Kal-Haven Trail wooden bridge over the faucet for replacement | Local News

A covered wooden bridge that has become a focal point along the Kal-Haven Heritage Trail may be a thing of the past when work begins to renovate 17 miles of the trail.

Earlier this year, the Michigan Department of Natural Resources received $5 million in funding last summer as part of the Building Michigan Together plan to resurface the western portion of the trail from South Haven to Bloomingdale’s.

Part of these plans would lead to the widening and resurfacing of the trail, as well as the replacement of three bridge structures – including the Donald F. Nichols Covered Bridge near the South Haven Trailhead.

The possibility of the demolition of the 108-foot-long covered walkway over the Black River has worried some locals, including Scott Reinert, former director of the South Haven/Van Buren County Convention and Visitors Bureau. .

Over the years, Reinert has led efforts to expand outdoor recreational trails throughout the South Haven area; efforts that led to the city being named one of the first pure Michigan Trail cities in the state two years ago.

“We believe the covered bridge is an icon for our community, just like the lighthouse,” Reinert said. “In fact, the bridge is featured on the cover of the current Pure Michigan fall travel guide.”

A DNR spokesperson confirmed that plans still call for the replacement of the three bridges that date back to the late 1800s when the Kalamazoo & South Haven Railroad Co. operated a line between the two cities to transport passengers and freight . The rail corridor was abandoned in 1971 by Penn Central Railroad, said Jill Sell, southwestern Michigan trail specialist for DNR.

“The bridges can no longer safely support the weight of the vehicles and equipment that we use to maintain the trail,” Sell said. “The superstructures of the bridges are original when this corridor was used as a railway.”

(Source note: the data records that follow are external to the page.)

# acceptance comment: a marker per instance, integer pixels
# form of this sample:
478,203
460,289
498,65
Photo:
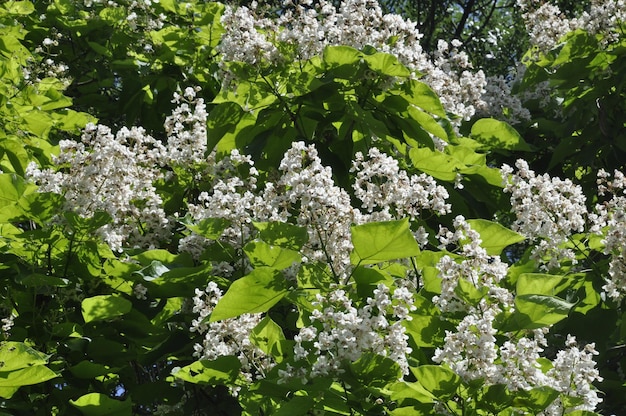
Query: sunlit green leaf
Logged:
256,292
102,307
495,134
98,404
495,237
381,241
282,234
441,382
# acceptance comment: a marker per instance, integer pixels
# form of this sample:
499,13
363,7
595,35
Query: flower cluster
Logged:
305,29
610,221
482,271
547,24
476,352
341,332
186,130
548,211
115,174
386,192
228,336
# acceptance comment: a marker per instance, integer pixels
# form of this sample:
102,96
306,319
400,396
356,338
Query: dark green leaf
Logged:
381,241
98,404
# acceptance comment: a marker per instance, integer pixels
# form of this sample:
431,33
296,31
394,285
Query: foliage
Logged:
306,236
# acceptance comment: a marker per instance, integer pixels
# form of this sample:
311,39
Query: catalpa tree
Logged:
209,209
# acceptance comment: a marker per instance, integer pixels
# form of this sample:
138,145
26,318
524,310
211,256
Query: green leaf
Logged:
223,118
536,399
437,164
102,307
222,370
495,236
282,234
11,381
422,96
376,242
542,310
539,284
427,330
341,55
211,228
89,370
19,7
469,293
17,355
440,381
38,280
253,293
386,64
375,370
299,405
12,187
263,254
496,135
86,225
266,334
98,404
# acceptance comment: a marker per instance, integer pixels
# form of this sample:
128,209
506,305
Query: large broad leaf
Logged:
253,293
440,381
376,242
422,96
222,370
17,355
97,404
282,234
536,399
299,405
19,7
263,254
266,334
539,284
495,236
11,381
495,134
211,228
341,55
98,308
542,310
437,164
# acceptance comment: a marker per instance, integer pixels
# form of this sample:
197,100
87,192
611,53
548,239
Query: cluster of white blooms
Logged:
475,266
340,332
231,196
546,24
471,350
307,192
451,77
548,211
115,174
228,337
572,374
7,324
306,28
386,192
139,14
475,352
611,223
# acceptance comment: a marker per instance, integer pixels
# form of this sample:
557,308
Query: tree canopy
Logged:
313,209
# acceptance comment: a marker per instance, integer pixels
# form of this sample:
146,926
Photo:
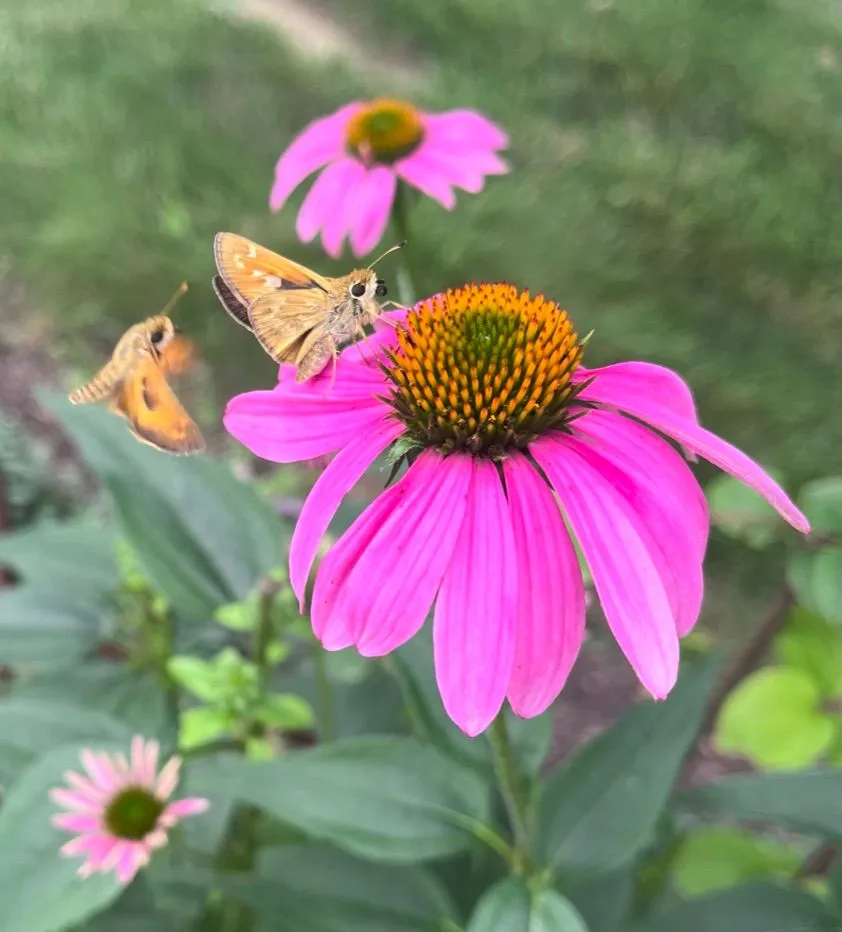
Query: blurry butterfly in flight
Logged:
133,384
298,316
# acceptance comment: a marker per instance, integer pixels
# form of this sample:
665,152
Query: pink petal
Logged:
321,142
192,805
473,627
550,619
416,544
672,517
370,209
626,579
328,190
339,220
418,171
286,428
464,127
327,493
650,408
77,822
642,379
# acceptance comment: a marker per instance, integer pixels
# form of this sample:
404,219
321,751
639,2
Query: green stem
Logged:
514,792
400,217
325,693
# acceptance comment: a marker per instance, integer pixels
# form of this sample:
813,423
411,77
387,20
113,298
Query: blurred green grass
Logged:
676,183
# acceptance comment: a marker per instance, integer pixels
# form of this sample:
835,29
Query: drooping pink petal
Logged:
321,142
464,127
641,380
474,619
626,579
418,171
669,503
329,189
410,554
340,476
369,211
550,617
339,218
286,428
651,409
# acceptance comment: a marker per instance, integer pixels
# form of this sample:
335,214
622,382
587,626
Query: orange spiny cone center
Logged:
384,130
483,368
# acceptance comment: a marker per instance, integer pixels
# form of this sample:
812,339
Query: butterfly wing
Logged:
281,320
249,271
154,413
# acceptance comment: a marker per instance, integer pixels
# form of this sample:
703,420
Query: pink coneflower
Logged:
119,810
368,148
514,449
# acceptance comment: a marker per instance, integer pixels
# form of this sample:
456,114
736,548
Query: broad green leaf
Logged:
204,538
133,697
742,513
599,809
510,907
40,891
319,889
717,858
774,719
75,556
811,644
758,907
46,626
384,799
31,727
805,802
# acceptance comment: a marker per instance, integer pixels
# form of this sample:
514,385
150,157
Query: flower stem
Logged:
400,217
514,792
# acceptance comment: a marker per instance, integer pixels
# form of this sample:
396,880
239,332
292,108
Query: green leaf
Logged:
773,718
384,799
812,644
31,727
204,538
509,907
40,891
75,557
742,513
134,697
805,802
283,710
46,626
758,907
319,889
600,809
717,858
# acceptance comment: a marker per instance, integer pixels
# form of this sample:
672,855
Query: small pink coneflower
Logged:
119,809
365,149
515,449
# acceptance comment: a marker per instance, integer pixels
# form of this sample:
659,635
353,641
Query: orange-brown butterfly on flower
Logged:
299,316
133,384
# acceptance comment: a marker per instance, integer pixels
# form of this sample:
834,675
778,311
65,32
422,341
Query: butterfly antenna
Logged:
394,248
176,295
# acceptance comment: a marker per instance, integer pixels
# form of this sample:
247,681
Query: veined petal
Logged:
550,618
340,476
370,209
321,142
285,428
670,504
416,544
649,408
625,577
474,621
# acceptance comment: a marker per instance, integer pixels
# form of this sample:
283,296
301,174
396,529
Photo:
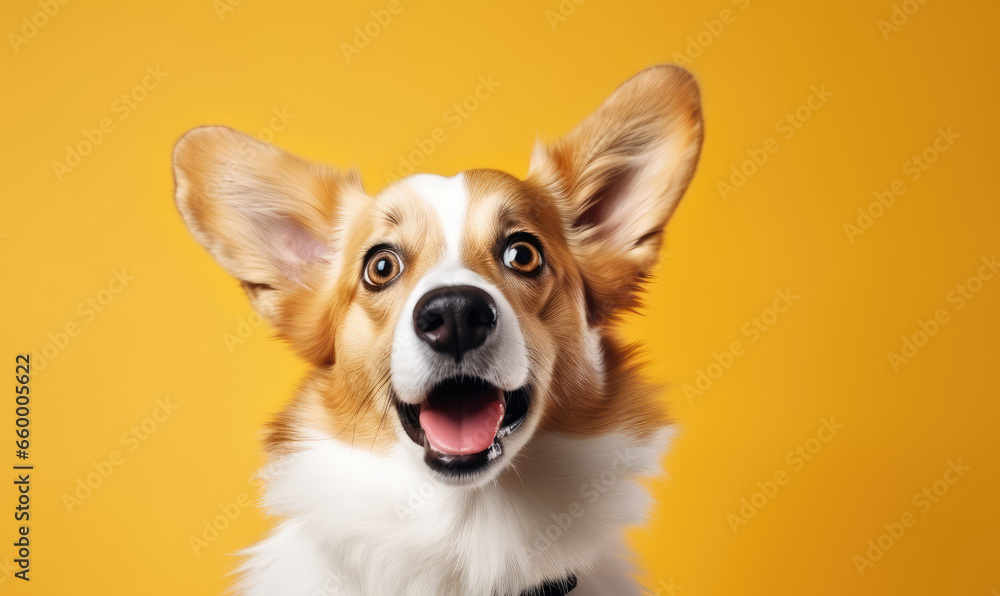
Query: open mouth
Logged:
462,423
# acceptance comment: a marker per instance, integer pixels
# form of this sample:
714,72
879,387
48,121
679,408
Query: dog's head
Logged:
457,315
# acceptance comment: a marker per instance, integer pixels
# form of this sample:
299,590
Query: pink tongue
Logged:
459,420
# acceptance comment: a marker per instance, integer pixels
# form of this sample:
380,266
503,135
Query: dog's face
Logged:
458,315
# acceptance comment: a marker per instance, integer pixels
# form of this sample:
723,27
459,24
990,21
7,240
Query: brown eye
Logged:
522,256
382,267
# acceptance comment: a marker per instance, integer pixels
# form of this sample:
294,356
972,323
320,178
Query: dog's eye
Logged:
522,256
383,267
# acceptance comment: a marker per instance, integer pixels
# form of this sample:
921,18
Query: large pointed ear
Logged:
266,216
618,177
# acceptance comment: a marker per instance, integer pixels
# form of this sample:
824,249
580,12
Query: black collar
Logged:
553,588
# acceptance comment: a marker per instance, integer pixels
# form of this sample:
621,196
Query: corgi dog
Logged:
471,423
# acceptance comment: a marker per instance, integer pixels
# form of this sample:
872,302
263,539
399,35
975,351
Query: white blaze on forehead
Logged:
450,200
503,358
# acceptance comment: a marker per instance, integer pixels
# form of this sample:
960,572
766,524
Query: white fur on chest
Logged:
362,524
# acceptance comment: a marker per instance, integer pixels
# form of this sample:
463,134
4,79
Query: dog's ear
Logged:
266,216
618,177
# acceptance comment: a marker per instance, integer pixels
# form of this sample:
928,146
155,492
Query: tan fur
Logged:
295,235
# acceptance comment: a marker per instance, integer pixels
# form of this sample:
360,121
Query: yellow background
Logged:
164,334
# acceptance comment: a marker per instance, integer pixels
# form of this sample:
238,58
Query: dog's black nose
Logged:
455,319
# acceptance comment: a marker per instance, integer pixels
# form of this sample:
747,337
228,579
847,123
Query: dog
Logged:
471,423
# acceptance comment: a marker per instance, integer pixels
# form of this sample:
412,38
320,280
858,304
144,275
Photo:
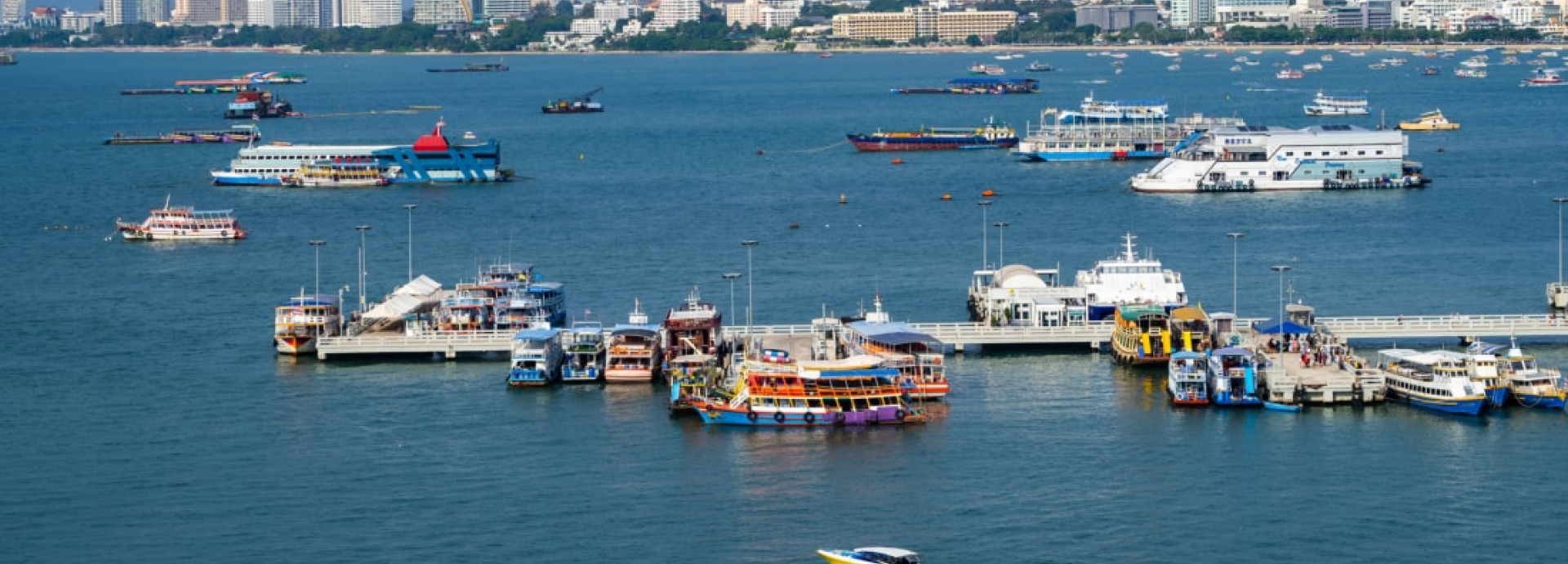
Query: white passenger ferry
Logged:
1258,159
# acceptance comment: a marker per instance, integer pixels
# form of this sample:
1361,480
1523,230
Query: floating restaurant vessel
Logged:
1114,131
1261,159
182,223
988,136
430,159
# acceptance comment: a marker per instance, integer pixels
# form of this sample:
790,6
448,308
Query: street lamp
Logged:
985,233
317,244
1236,238
731,277
1000,242
1281,269
410,208
361,228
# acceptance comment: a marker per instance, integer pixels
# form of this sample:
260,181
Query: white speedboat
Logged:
869,555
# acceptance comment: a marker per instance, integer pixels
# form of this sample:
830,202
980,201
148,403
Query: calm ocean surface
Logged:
145,417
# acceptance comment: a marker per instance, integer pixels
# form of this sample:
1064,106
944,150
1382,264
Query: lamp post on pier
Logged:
748,244
985,235
361,228
1000,242
410,208
317,244
1236,238
1281,269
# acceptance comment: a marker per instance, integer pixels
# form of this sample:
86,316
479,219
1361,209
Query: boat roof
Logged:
893,332
535,335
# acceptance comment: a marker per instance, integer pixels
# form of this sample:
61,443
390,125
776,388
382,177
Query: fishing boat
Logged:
1129,279
1529,383
237,134
429,159
988,136
916,356
1431,383
354,172
577,104
1140,335
475,68
303,321
849,392
1429,121
632,349
1266,159
184,223
1544,78
1187,381
979,85
869,555
586,352
987,69
1336,105
535,357
257,104
1233,378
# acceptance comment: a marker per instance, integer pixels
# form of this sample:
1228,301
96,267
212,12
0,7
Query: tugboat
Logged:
581,104
257,105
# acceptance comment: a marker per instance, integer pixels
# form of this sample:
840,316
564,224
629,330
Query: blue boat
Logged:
535,357
430,159
1233,378
584,352
1431,381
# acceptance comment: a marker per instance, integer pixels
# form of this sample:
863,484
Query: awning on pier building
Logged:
1275,327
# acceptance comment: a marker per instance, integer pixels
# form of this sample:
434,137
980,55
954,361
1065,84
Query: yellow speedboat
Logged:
1431,121
869,555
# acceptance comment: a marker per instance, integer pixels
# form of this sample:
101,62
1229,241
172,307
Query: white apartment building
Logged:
675,11
764,13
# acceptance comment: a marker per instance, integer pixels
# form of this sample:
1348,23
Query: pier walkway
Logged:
963,333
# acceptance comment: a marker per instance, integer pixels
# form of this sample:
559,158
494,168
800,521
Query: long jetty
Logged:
963,333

To highlight concerns about the covered bridge, the DNR closed it for a week in October 2021 to carry out inspection and maintenance work.

Working with the DNR

While he’s certain the bridges will be replaced as part of the $5 million project, Sell said no final decision has been made on the design of a new bridge.

“MNR staff and engineers are evaluating several options,” she said.

Reinert said he hopes to have further discussions with the DNR to find ways to possibly preserve the covered bridge.

“We have scheduled interactions with the DNR in the coming week to discuss this and hopefully alternatives,” Reinert said. “We hope they will be responsive to see if any renovations can be made to the current bridge rather than replacing it with something modern.”

Jeff Green, interim president of Friends of the Kal-Haven Trail, also remains optimistic.

“We believe that if the problem is money…the sooner we know what the costs would be to keep this beloved icon, the sooner we can organize the community to raise the funds needed to keep it in place, give it a new roof,” he said, “and much-needed love and care that it can be done as part of the overall resurfacing project.

A timeline is unknown, but Sell said the $5 million granted for the project must be spent by the end of 2026 – with the DNR overseeing the improvements.

Funding for the Kal-Haven Trail upgrade is made possible through Governor Gretchen Whitmer’s Building Michigan Together plan, a $4.8 billion infrastructure package signed in March.

The Kal-Haven Trail project marks the first time the western half of the trail has been resurfaced since the trail was first dedicated in 1989. The trail holds the distinction of being the first linear state trail to be created in Michigan. In 2015, efforts were undertaken to install over 30 heritage markers to showcase the history of the towns and people who once lived along the trail.